# Transmission Line Discharging:

1. Jan 24, 2007

### seang

I'm looking at a lossless transmission line where the load is a resistor, and the input is a step. The source resistance is zero, and the system has reached steady state.

So in this case, what happens when the source is switched off? You'd have the resistor on the right, and to the left of the t-line, an open circuit. Isn't this the same as a source resistance of infinity?

So to obtain the initial, positive direction voltage, I'd say:

V = (V(steady) * R (characteristic) / (R (source) + R (characteristic))

$$V^+ = \frac{V_o * R_0}{R_s + R_0}$$

which equals 0. I doubt this is correct, but I don't know what I'm doing wrong.

Could I maybe?

$$V^+ = \frac{V_o * R_0}{R_L + R_0}$$

Last edited: Jan 24, 2007
2. Jan 25, 2007

### Staff: Mentor

This is a hard question, at least as stated. Are you saying that the IC is that there is a Vo source with Rs=0, the system is settled, and then you open circuit the source?

3. Jan 25, 2007

### seang

Yes sir. I think anyway.
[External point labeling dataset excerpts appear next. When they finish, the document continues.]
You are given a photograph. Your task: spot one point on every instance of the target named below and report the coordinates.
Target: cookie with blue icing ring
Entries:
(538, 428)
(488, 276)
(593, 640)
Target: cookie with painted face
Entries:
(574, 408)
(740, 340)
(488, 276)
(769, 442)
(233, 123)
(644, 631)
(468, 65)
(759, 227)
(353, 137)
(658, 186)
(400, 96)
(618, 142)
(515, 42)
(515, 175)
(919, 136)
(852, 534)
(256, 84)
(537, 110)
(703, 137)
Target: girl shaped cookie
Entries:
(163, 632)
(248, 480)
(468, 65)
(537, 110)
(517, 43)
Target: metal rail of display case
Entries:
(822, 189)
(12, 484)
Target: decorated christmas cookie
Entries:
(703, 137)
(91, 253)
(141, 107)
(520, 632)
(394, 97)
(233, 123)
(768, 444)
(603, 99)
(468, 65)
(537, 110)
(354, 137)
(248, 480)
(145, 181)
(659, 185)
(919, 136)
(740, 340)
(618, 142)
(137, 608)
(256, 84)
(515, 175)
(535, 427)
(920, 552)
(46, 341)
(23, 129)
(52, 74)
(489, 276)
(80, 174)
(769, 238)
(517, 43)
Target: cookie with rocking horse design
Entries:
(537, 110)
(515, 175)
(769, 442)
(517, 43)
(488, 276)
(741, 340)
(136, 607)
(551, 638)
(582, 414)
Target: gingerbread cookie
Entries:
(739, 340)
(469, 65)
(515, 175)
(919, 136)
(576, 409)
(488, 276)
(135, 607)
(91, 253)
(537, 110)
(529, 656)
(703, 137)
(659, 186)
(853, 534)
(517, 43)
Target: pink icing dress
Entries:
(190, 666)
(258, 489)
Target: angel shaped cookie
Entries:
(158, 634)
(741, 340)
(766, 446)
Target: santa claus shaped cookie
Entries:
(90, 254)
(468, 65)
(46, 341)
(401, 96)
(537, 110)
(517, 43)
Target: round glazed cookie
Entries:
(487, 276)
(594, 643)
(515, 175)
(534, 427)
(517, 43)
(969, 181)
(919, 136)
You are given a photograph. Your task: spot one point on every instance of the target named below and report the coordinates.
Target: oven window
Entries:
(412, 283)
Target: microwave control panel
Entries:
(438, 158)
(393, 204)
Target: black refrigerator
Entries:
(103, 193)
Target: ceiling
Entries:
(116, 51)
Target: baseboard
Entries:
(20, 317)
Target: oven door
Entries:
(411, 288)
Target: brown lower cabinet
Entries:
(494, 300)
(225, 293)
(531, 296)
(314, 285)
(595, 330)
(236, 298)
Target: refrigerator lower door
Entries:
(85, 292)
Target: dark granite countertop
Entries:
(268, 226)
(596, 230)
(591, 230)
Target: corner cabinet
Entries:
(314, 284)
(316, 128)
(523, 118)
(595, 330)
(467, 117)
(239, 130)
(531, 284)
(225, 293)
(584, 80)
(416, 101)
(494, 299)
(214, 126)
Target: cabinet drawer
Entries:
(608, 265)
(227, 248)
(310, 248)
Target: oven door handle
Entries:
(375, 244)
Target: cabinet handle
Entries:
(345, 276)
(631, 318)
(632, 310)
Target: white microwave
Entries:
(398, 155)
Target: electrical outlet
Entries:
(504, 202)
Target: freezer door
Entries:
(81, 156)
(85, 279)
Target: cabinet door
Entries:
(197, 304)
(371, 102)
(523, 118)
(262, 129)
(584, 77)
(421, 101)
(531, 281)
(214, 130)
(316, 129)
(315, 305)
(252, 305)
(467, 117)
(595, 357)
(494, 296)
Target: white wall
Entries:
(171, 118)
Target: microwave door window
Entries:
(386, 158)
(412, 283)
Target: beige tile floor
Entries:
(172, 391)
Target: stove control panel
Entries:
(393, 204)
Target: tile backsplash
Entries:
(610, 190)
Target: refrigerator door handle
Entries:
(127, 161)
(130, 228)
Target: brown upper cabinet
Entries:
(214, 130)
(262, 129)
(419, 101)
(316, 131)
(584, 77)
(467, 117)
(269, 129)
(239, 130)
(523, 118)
I'll attach some pictures later today

4. Jan 25, 2007

### Manchot

If you switch off the source at t=0, the result is not an open circuit: it is a short circuit! Turning off the source voltage is equivalent to setting the voltage across it to zero, which is the same as a short circuit. If you'd like, you can think about it as adding another voltage signal opposite to the original one.

5. Jan 26, 2007

### seang

I think you're incorrect. The source is 'turned off' via a switch, which forms the open circuit right? The source doesn't go to zero; I think that's what you had in mind.

6. Jan 26, 2007

### Staff: Mentor

Well, as Manchot says, turning off a real power supply and leaving it connected does ramp the output voltage down to zero (slowly usually because of all the output capacitance in the power supply). On the other hand, you can open circuit the connection between the power supply and the transmission line with an in-line switch. It's important to define exactly what you are doing in this problem.